Government jobs have always had that "safe" factor.
Many of the employees belong to unions, while others earn a type of unofficial tenure as the years go by.
In many places they remain sought after positions with workers often taking jobs below their training level to get a "foot in the door" initially.
At all levels of government, the jobs come with benefits, pension plans and other perks the private sector these days can rarely match and an entrepreneur rarely even considers.
The age-old standby argument has always been that governments have to offer these things to lure workers away from the private sector.
That's a hard pill to swallow when we see from the latest Statements of Financial Information (SOFI) that Whistler's payroll costs went up 12 per cent in 2010.
However we have to take into account that it is estimated that 5.7 per cent of the increase is attributable to the Olympic Games payroll and overtime.
According to the RMOW, additional labour for snow clearing and transportation, village operations, the fire department and bylaw were all required as a result of Games time operations. The Province of B.C. reimbursed Whistler for these Olympic-related costs.
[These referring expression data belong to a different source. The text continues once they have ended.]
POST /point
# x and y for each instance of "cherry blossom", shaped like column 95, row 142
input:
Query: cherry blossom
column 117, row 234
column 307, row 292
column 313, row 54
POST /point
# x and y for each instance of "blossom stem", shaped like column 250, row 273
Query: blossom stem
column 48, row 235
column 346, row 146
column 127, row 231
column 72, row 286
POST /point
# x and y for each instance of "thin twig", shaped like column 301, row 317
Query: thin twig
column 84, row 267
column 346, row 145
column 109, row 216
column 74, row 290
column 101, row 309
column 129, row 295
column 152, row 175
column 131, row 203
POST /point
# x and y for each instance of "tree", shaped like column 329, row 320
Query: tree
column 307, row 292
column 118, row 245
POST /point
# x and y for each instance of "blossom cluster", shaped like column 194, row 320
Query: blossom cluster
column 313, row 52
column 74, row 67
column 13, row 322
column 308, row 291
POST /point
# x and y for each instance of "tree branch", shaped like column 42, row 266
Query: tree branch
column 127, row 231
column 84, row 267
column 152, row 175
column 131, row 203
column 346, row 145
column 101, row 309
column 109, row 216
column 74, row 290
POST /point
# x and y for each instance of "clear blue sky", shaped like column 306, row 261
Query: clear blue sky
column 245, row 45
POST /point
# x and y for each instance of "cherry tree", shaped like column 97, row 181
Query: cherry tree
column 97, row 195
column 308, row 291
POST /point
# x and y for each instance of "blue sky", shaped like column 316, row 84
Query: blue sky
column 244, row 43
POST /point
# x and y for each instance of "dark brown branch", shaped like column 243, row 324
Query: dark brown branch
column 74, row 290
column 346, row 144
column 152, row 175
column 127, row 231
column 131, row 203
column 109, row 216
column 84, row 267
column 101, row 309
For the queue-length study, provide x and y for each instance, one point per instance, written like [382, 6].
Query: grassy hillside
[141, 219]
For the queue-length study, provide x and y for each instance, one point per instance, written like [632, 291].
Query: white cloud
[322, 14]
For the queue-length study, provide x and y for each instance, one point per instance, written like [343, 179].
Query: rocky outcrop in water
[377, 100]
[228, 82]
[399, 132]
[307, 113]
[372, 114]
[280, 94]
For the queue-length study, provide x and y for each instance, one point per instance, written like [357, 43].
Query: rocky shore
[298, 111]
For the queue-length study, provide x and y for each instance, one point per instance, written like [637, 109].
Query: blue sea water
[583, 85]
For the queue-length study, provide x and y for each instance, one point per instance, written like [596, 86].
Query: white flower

So in 2010, Whistler paid $815,600 in direct labour and overtime costs related to the Games, in those areas. A further $347,400 for the Games office and communications were funded by the additional hotel room tax we receive.
All of these amounts (totalling $1.16 million) are included in the SOFI for 2010, but none of the reimbursements are included, as those are the rules of the Financial Information Act, the legislation that stipulates how the SOFI is presented.
But for many it is still difficult to take with tough economic times continuing to take a toll, and few everyday workers getting a pay rise. Many are wondering if Whistler is a "fur-coat-but-no-pants" kind of place.
This does not go unnoticed at municipal hall. In a story in today's Pique , Mayor Ken Melamed recognizes that some people may think the cost of government is too high. Looking into that, he said, is part of the ongoing organizational review underway.
You can't take the SOFI numbers at face value as a measure of salary as they do, of course, include different types of benefits.
"The figure noted for employee remuneration is not the employee's salary, nor their take home pay," states the report.
"This figure includes employee and employer portions of EI, CPP, various other required deductions, employee and employer portion of health benefits and taxes that are deducted from each pay."